PIETERMARITZBURG, South Africa (Mennonite Mission Network) – The eyes of the world focused on South Africa in June and July as it hosted the top 32 national soccer teams battling for the World Cup. Soccer mania didn’t distract South African churches from ministry, however. Many found ways to channel the passion into occasions for sharing the good news of Jesus.

Some congregations borrowed or rented large-screen televisions and invited their communities into their buildings to view matches for which people living next to the stadiums couldn’t afford tickets – a wholesome alternative to crowding around televisions in local bars.

Two Capetown congregations, Way of Life in the black township of Khayelitsha and Vredelust Dutch Reformed in the white suburb of Belville, organized a soccer camp for children where Christian coaches taught ball-handling and life-skills. The lessons included: how to play effective defense against evil, the importance of teamwork, and the necessity of discipline to reach a goal. Volunteers made up the coaching team: 25 from Way of Life, 15 from Vredelust and 13 American students on a short-term mission assignment.

“It was a great success,” said Xola Skosana, founder and senior pastor of Way of Life, crediting Jaco Vollgraaff, a Vredelust member interning on Way of Life’s leadership team and organizer of the camps.

Skosana and Vollgraaff said the example of black and white coach-mentors working side-by-side and living in difficult conditions at Khayelitsha’s Luhlaza Inda High School spoke eloquently about the Holy Spirit’s power to unify God’s people for a common goal.

“As a church, we had to take full advantage of the world-scale event to continue to do what Jesus set out to do 2,000 years ago, bring hope and love to people, especially children,” Vollgraaff said

Vollgraaff said that soccer is the one sport that every child in Africa knows and loves.

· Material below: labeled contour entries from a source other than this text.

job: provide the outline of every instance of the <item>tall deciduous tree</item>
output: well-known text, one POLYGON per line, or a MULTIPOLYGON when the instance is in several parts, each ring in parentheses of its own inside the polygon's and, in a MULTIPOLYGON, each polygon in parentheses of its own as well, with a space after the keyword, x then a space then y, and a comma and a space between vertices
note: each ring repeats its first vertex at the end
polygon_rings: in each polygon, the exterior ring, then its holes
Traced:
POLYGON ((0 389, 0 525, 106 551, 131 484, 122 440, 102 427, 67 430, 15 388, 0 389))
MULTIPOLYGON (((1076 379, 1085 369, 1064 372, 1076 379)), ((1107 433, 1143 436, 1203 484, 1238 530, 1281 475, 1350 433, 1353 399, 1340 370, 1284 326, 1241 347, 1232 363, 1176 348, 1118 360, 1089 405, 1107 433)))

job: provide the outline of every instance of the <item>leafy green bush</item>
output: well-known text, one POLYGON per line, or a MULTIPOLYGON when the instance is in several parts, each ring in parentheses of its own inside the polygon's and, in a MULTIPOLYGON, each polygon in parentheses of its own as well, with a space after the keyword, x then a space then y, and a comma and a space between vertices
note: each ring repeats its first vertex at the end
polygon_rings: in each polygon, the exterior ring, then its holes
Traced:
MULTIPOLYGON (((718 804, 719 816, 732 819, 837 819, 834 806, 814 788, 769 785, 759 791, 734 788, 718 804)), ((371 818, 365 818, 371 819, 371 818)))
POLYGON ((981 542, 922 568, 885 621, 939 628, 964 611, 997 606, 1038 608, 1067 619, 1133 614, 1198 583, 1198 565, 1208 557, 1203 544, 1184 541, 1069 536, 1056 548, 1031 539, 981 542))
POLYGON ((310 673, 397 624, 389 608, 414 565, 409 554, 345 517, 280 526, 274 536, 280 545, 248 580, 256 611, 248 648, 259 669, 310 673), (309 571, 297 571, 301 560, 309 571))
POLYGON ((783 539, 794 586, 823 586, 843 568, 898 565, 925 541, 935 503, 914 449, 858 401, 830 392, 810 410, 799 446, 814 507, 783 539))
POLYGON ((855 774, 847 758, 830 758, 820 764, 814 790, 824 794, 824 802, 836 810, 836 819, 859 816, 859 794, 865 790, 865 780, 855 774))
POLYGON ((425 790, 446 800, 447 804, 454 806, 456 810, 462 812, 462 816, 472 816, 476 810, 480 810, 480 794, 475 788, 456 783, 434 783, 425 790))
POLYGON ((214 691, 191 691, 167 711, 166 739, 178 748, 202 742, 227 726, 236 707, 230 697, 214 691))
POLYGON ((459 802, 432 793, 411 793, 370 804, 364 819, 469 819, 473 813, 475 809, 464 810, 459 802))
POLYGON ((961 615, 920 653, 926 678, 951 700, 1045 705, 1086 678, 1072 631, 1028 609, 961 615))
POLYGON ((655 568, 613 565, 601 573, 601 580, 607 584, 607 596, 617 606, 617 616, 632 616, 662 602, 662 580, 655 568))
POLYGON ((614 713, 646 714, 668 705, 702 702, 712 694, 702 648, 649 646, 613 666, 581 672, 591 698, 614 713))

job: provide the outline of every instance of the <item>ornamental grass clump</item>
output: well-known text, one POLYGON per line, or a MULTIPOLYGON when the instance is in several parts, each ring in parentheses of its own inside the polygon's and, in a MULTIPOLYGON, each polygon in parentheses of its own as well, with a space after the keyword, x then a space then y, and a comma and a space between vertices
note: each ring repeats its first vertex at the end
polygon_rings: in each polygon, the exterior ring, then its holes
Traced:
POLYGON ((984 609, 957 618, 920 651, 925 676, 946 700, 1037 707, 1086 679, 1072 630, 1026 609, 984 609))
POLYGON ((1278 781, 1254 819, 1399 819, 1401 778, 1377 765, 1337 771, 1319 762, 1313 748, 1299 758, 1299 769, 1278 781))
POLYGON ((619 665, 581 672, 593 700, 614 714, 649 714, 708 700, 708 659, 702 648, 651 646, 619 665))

“We could use this love to open doors to many children’s hearts in Khayelitsha,” he said.

In Pietermaritzburg, Breakthru Church International also seized upon the opportunity offered by World Cup fever. Kyle Berg, a member of Mission Network’s Radical Journey team that worked alongside BCI for 10 months, was given the opportunity to coordinate the sports program for the congregation’s Kids’ Klub, held on Friday afternoons, and  the annual Holiday Club, an all-day version of vacation Bible school from June 21-25.

Berg organized two World Cup Tournaments where children participated in three sports; soccer, netball (similar to basketball) and relay races. About 70 children participate in the ongoing weekly Kids’ Klub competition. More than 200 enjoyed the Holiday Club version.

Watching the kids have fun made the hard work worthwhile, Berg said.

“The kids would eagerly line up at the gate and wait for me to give the signal to go to the field. At this moment, you knew that even if kids were fighting before, they all got along because they were all excited for the same thing,” Berg said.

One of the factors that Berg hoped to address through the sports program was complacency with a life that has no ultimate meaning.

“[Substance] abuse is killing families in Pietermaritzburg,” Berg said. “Often, people grow up with no sense of purpose, so, they turn to drugs, alcohol, and sex to fill that void. If you can instill in kids at an early age that they are worth something and that they have a purpose for living, you will see a generation that is eager to usher in the kingdom of God.” 

Berg also hopes that kids will integrate their passion for soccer with their faith.   

“The leaders on the sports field were all excellent Christ-like mentors as well, and I am praying that the kids make the association,” Berg said. “In the context that many of these kids are growing up in, it is important that they are immersed in situations where they can be ministered to in ways that are relevant to them.” 

The five-person Radical Journey team’s last full day in South Africa, July 11, coincided with the World Cup championship game.